Kreher, D. A., Holcomb, P. J., & Kuperberg, G. R. (2006). An electrophysiological investigation of indirect semantic priming. Psychophysiology , 43 (6), 550-63. Full TextAbstract
In two experiments, direct and indirect semantic priming were measured using event-related potentials. In Experiment 1, participants rated the relatedness between prime and target on a seven-point scale. In Experiment 2, participants simply read the primes and targets as they monitored for a semantic category in probe filler items. Significant direct and indirect N400 priming effects were observed in both experiments.
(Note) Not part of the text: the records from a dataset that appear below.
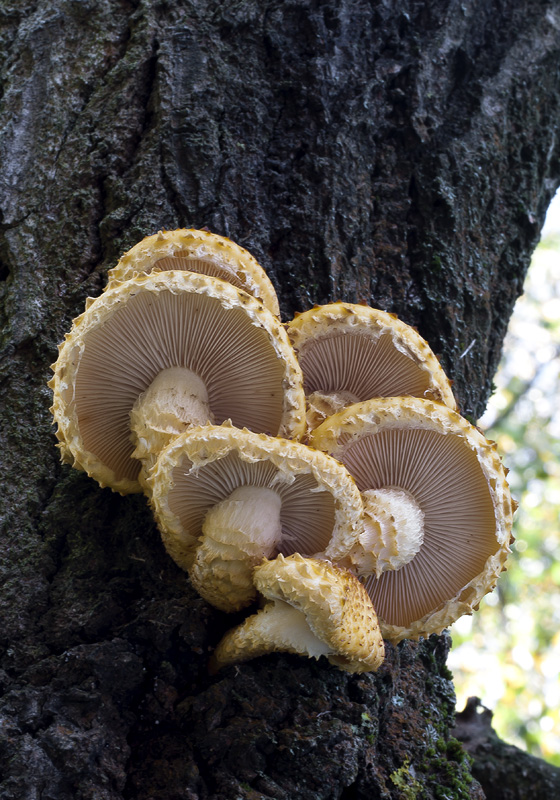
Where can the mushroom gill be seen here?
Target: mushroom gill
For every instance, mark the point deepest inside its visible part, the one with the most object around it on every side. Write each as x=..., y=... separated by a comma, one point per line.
x=456, y=481
x=225, y=499
x=192, y=349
In Experiment 1, the indirect N400 priming effect remained significant when indirectly related and unrelated word pairs were matched for participants' explicit relatedness judgments. In both experiments, the indirect N400 priming effects were preserved when indirectly related and unrelated word pairs were matched on more global and objective measures of semantic similarity. These findings are discussed in the context of current theoretical models of semantic memory and semantic priming.